Intake questions
- 'Are you a U.S. citizen or green-card holder?' — phrase it as standard practice, because it is; the answer drives the whole file
- 'If foreign: do you have an ITIN?' — refund-stage pain lives here; the application should start at listing with their tax professional
- 'Entity on the deed?' — a 'foreign' LLC may be a U.S. person (or not); classification gets resolved up front, not assumed
Set the money expectation immediately
The seller should hear the 15%-of-GROSS math from you before they hear it from a settlement statement: on an $800,000 sale, $120,000 of proceeds detours to the IRS at closing as a deposit against actual tax, recoverable by filing. Then the good news: withholding certificates can reduce it when the real tax is lower (start EARLY — the closing can escrow pending the IRS), and the $300k/$1M residence-use exceptions can shrink or zero it when the BUYER's use qualifies and they'll certify.
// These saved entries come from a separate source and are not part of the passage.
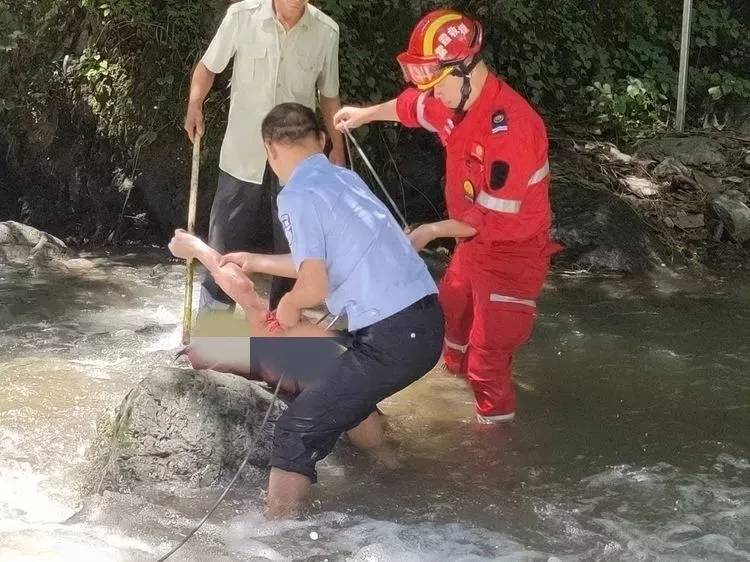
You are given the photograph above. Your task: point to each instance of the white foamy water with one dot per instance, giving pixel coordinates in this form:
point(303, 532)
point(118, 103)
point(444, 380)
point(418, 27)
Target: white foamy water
point(631, 440)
Buyer-side agents: you have skin here too
Your buyer is the withholding agent the IRS holds liable if FIRPTA gets missed — one more reason the file belongs with a settlement team that screens every seller's status as standing procedure (ours does). And if your buyer signs the residence-use certification for the exception, they should understand it's a real sworn statement, not a formality.